A young ensign pranced up, unarmoured and mounted on a long-limbed gelding. His eyes were bright as those of an excited child. “Sir!”
“Go to General Cear-Inaf. Tell him we still have not located the enemy cavalry, and our arrivall on the battlefield may be delayed. Ask him if our orders stand. And make it quick!”
The courier saluted smartly and galloped off, clods of turf flying in the wake of his eager horse.
“Twenty-five thousand horsemen,” Andruw said irritably. “And we can’t find hide nor hair of them.”
“They’ll turn up,” Ebro said confidently. Andruw glared at him, and realised how easy it was to be confident when there was a superior around to make the hardest decisions. Then, “Hear that?” he said again.

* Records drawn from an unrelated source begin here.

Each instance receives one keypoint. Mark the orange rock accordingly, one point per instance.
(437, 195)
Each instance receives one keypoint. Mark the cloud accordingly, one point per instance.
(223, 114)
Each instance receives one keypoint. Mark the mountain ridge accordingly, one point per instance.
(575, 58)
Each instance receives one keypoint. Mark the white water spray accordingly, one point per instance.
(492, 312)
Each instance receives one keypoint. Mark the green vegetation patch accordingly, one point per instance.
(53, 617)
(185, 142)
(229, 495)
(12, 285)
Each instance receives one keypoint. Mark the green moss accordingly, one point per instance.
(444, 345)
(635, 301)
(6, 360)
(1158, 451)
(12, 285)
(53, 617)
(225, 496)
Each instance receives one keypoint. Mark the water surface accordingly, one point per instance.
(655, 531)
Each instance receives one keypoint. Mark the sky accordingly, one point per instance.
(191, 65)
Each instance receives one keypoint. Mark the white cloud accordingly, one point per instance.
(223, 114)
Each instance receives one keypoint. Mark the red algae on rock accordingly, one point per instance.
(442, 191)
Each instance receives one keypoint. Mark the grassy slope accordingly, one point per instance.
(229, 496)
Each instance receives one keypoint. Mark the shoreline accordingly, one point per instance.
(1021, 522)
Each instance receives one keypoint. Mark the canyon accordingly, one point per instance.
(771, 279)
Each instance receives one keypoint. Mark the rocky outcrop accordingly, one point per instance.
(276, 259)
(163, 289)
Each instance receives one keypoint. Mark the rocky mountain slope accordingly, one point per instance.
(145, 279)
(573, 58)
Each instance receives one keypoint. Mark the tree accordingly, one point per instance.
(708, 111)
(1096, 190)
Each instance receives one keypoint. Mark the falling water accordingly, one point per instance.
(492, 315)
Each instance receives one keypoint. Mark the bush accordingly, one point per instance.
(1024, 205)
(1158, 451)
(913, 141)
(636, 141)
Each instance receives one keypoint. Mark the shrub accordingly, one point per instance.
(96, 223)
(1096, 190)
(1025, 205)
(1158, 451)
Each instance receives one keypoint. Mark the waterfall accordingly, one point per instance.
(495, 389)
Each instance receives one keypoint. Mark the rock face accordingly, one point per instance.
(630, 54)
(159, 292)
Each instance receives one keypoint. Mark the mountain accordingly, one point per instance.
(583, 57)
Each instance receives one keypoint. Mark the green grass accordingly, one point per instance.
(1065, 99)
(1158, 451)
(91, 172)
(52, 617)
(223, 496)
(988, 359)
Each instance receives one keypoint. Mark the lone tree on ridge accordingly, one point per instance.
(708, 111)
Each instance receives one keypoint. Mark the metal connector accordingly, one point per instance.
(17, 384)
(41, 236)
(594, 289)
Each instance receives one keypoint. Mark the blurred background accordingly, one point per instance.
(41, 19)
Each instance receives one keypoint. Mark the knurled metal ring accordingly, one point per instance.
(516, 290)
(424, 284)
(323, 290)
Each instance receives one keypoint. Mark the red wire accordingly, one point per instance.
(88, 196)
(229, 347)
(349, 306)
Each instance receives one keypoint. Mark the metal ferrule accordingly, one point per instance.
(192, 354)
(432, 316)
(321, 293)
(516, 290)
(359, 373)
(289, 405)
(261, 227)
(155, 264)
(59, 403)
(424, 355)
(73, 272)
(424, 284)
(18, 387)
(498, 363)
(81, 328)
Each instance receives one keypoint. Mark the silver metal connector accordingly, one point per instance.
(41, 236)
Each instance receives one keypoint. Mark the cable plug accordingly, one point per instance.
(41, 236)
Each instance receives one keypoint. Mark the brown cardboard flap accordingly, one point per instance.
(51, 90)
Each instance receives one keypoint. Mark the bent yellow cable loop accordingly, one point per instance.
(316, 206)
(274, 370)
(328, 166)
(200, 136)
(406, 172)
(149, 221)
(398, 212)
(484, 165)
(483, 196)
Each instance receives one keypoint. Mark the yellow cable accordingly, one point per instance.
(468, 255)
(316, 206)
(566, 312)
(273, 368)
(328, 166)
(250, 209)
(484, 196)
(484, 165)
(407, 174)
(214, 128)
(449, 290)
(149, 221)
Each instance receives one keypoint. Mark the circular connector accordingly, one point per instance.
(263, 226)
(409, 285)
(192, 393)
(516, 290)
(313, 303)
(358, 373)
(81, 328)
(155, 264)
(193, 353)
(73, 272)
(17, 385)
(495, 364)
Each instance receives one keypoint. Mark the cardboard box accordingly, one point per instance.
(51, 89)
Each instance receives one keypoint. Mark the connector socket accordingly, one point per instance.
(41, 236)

Arquebus fire, a rolling clatter of it to the south of them.
“The infantry has got stuck in,” he said. “That’s it—they can’t break off now. They’re in it up to their ears. Where the hell is that damned enemy cavalry?”
C ORFE sat his horse and watched the battle rage before him like some awesome spectacle laid on for his entertainment. He hated this—watching men dying from a distance with his sword still in its scabbard. It was one of the burdens of high rank he thought he would never get used to.
What would he be doing if he were the Merduk khedive? The first instinct would be to shore up the sagging line. The Torunnans had pushed it clear back to the row of trees, but there the Merduks seemed to have rallied, as men often will about some linear feature in the terrain. Their losses had been horrific in those first few minutes of carnage, but they had the numbers to absorb them. No—if the khedive was second-rate he would send reinforcements to the line; but if he were any good, he would tell the men there to hang on, and send fresh regiments out on the flanks, seeking to encircle the outnumbered Torunnans. But which flank? He had his cavalry out on his right somewhere, so the odds were it would be the left. Yes, he would build up on his left flank.
Corfe turned to the waiting veterans who stood leaning their elbows on their gun rests and watching.
“Colonel Passifal!”
The white-haired quartermaster saluted. “Sir?”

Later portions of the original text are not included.